“Her ışık işçisinin amacı, bu kritik dönemde mümkün olduğunca çok insanın ışığa yükselmesine yardımcı olmaktır.”
— Diana Cooper
Merhaba,
Yeni yılda bir, aydınlatıcı başmeleğiniz misyonunuzda nasıl ilerlediğinizi görmek için koruyucu meleğinize danışır. Desteğe veya yardıma ihtiyacınız olursa size bunu sunar. Farklı bir yola girseniz veya öngörülenden daha hızlı ilerleseniz de bu süreç değişmez.
Ruhunuz şu anki adınızı seçti çünkü bunun misyonunuzla uyumlu belirli bir titreşim vardı. Her dillendirildiğinde adınız ruhunuzu alması gereken dersleri çağrıştırır.
Tüm bu dersler, talimatlar ve deneyimler ruhsal enerji merkezleriniz, yani çakralarınız aracılığıyla size iletilir. Beşinci boyuta geçtikçe ve 12 çakramız oluştukça, dersler de gelişir ve netleşir.
Dünya Ve Yeni Beşinci Boyut
2012 ve 2032 yılları arasında Dünya yeni bir beşinci boyutu, Altın Çağı, var olan her şeyin sevgi ve bilgeliğin altın enerjisini yayacağı bir dönemi doğuruyor. 2032 yılı başladığında Dünya tanınmayacak ölçüde değişecek.
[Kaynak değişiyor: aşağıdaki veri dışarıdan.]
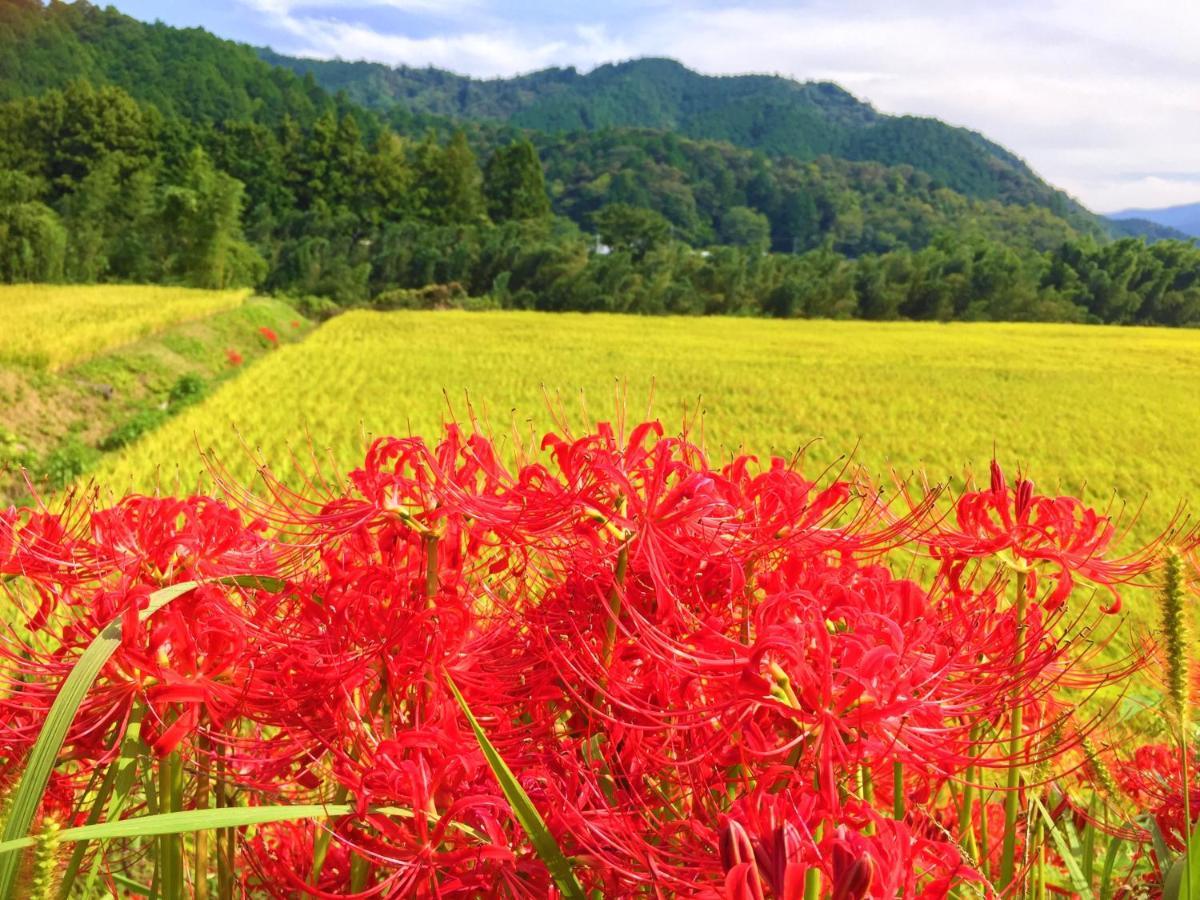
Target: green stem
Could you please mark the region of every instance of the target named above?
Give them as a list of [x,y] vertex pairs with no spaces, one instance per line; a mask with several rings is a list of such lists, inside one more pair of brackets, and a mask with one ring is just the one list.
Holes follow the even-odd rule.
[[[226,746],[217,744],[217,808],[233,805],[233,792],[227,781]],[[217,898],[233,900],[233,853],[234,830],[222,828],[217,832]]]
[[904,763],[892,763],[892,817],[904,820]]
[[[182,763],[173,752],[158,761],[158,805],[163,812],[182,809]],[[184,900],[184,839],[178,834],[158,838],[160,894],[163,900]]]
[[[812,842],[821,842],[822,826],[817,826],[812,832]],[[820,900],[821,898],[821,870],[812,868],[804,872],[804,900]]]
[[620,606],[625,593],[625,571],[629,569],[629,544],[623,544],[617,553],[617,571],[608,592],[608,620],[604,626],[604,653],[600,659],[605,672],[612,665],[613,652],[617,648],[617,623],[620,620]]
[[[341,785],[337,788],[334,803],[346,803],[349,796],[350,790],[346,785]],[[320,882],[320,870],[325,868],[325,857],[329,854],[329,845],[332,840],[334,829],[325,827],[317,832],[317,836],[312,842],[312,868],[308,871],[308,883],[312,887],[317,887]]]
[[[1016,648],[1013,652],[1014,670],[1020,672],[1025,662],[1025,572],[1016,574]],[[1021,767],[1018,758],[1021,752],[1021,731],[1024,728],[1024,708],[1021,689],[1013,689],[1013,712],[1008,721],[1008,779],[1004,797],[1004,842],[1000,860],[1000,890],[1003,893],[1013,883],[1016,869],[1016,820],[1020,814]]]
[[[200,738],[202,750],[208,749],[208,742]],[[209,806],[209,769],[208,754],[197,756],[199,770],[196,775],[196,809]],[[192,877],[192,896],[194,900],[209,900],[209,833],[196,833],[196,864]]]
[[[974,758],[976,745],[979,742],[979,726],[971,726],[971,745],[967,748],[967,757]],[[962,786],[962,805],[959,808],[959,841],[967,853],[974,854],[974,827],[971,822],[971,814],[974,811],[974,791],[978,770],[974,763],[967,766],[966,782]]]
Bu geçişi nasıl deneyimleyeceğimiz bize bağlı olsa da Dünya 2032’de tamamen beşinci boyuta geçecek, bireyler onunla gelse de gelmese de.
Kritik bir noktadayız.
Bu yüzden sezgilerinizi dinlemek ve onlara uygun hareket etmek gerçekten çok önemli. Sadece olumlu ve önsezilere kulak verin.
Tanrı’nın Nefes Verişi
Kozmik bir çağ zaman zaman Tanrı’nın nefes verişi olarak adlandırılır ve yaradılış dönemidir. Bunun ardından modası geçenin çöktüğü, işe yaramayan her şeyin Tanrı’ya geri çekildiği yirmi yıllık bir nefes alış dönemi gelir. Biz de şu an bu aşamanın tam ortasındayız.
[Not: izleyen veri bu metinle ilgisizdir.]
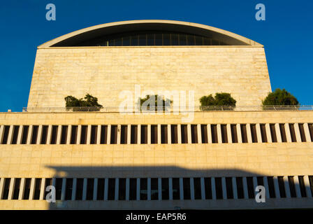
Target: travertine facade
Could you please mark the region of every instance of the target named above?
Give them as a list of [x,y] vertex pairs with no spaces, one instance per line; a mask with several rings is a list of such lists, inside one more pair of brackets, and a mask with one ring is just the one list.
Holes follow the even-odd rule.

2032 yılında, öncekinden daha yüksek frekansta yeni bir nefesle yepyeni bir yaratılış başlayacak.
260 bin yıl boyunca Dünya dördüncü boyutlu bir evrenin parçası olsa da Dünya’nın kendisi üçüncü boyuttaydı. Bu evrendeki tüm gezegenler arasında yalnızca Dünya daha düşük bir frekansa inmişti.
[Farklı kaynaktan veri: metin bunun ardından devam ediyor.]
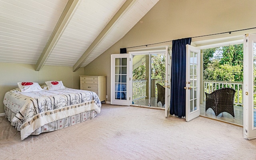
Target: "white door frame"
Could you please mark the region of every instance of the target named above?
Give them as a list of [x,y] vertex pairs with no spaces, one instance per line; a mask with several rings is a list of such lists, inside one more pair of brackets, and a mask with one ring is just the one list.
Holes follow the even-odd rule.
[[248,140],[256,138],[256,127],[254,122],[254,44],[256,44],[256,35],[246,34],[244,38],[244,137]]
[[[131,83],[130,83],[130,90],[131,91],[131,92],[130,92],[130,97],[131,97],[131,100],[130,100],[130,104],[132,104],[132,67],[131,67],[132,66],[132,56],[133,55],[140,55],[140,54],[154,54],[154,53],[155,54],[165,54],[166,53],[166,50],[165,49],[161,49],[161,50],[146,50],[146,51],[145,51],[145,50],[143,50],[143,51],[130,51],[129,52],[129,54],[130,55],[130,59],[131,60],[130,61],[130,66],[131,67],[130,67],[130,78],[131,78]],[[151,66],[150,66],[150,70],[151,70]],[[151,74],[151,72],[150,73],[150,74]],[[151,75],[150,76],[151,77]],[[151,82],[150,82],[150,84]],[[149,85],[149,90],[151,90],[151,85]],[[150,94],[151,94],[151,92],[150,92],[150,93],[149,93],[149,96],[150,96],[150,97],[149,98],[149,101],[150,101]],[[149,102],[149,103],[150,103],[150,101]],[[137,106],[137,105],[133,105],[134,106]],[[138,105],[139,106],[140,106],[140,105]],[[150,107],[151,106],[148,106],[149,107]],[[152,107],[151,107],[152,108],[155,108],[154,107],[152,106]],[[158,107],[156,107],[155,108],[158,108]]]
[[[200,49],[192,46],[187,44],[186,48],[186,87],[184,89],[186,91],[186,121],[189,122],[193,119],[199,117],[200,115],[200,58],[201,52]],[[195,59],[193,58],[191,62],[191,58],[190,57],[190,53],[192,52],[194,56],[195,54],[197,55],[196,61],[195,62]],[[196,85],[195,85],[194,76],[192,79],[190,79],[191,65],[193,66],[192,71],[193,75],[195,75],[194,70],[194,66],[197,66],[196,68],[197,74],[196,76],[197,77]],[[191,82],[191,80],[192,82]],[[196,89],[196,95],[194,94],[195,90]],[[190,95],[191,91],[192,90],[193,95]],[[194,91],[194,92],[193,91]],[[194,104],[195,101],[196,102],[196,104]],[[191,102],[194,104],[194,106],[191,107]],[[196,106],[195,106],[196,105]],[[196,106],[196,108],[194,107]]]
Atlantis Efsanevi Altın Çağı
O dönemde herkes beşinci boyuttaydı ve herkesin en yüksek hayrına olacak şekilde hareket ediyordu. Memnuniyet, mutluluk ve olağanüstü kristal teknolojisinin olduğu bir dönemdi.
Sonra güçlü bir büyücü gücünü kendi çıkarları için kullanmaya karar verdi. Başkalarını kontrol etmeye başladı ve düşük bilinç hızla yayıldı. İnsanlar kalplerini kapattılar ve benmerkezci oldular. Atlantis’in frekansı hızla üçüncü boyuta kaydı. Yardımcı yüce varlıklar da bu kadar düşük bir titreşime erişemedikleri için geri çekilmek zorunda kaldılar. Atlantislilerin ruhsal armağanlarından oluşan beş çakra insanlıktan çekildi. Sonunda, Galaksilerarası Konsey o dönemi büyük bir tufanla sona erdirmeye karar verdi.
Enerjiyi Yeniden Dengeleme
Bunu izleyen 10 bin yıl içinde, üçüncü boyuttaki Dünya yeni bir deneyden, eril egemenlik deneyinden geçti. Şimdi dişil enerjinin geri dönüşüne tanık olacağız. Dişilin dengeleyici bilgeliği ve besleyiciliği olmadan kontrolden çıkan eril enerji tehlikelidir. Erilin gücü olmadan da dişil etkisizdir. Yani bir denge olmalı.
“2032’ye kadar eril ve dişil yeniden birbirini destekleyecek ve tamamlayacaktır. Bu da huzur, memnuniyet, güven duygusu, sevginin çiçek açması ve herkesin ortak fayda için çalışmasıyla sonuçlanacaktır.” — Diana Cooper
Diana Cooper’ın Altın Gelecek vizyonunda “eril ve dişil” çoğunlukla erkek–kadın üzerinden anlatılıyor. Aslında bu enerjiler sadece cinsiyetle sınırlı değil; her insanın içinde hem eril (aktif, yön veren, yapı kuran) hem de dişil (besleyen, kapsayan, sezgisel) enerji döngüsü mevcut.
Jung’un tanımıyla bu iki yönün dengesi, bireyin psikolojik bütünlüğünü sağlar. Dolayısıyla eril–dişil dengeyi sadece kadın–erkek ilişkisi üzerinden değil, her bireyin içsel enerjilerinin uyumu üzerinden okuduğumuzda içinizdeki çocuk dengeli olur. Denge sağlandığında içimizdeki çocuk güvenle büyür, hem cesaret hem şefkatle desteklenir.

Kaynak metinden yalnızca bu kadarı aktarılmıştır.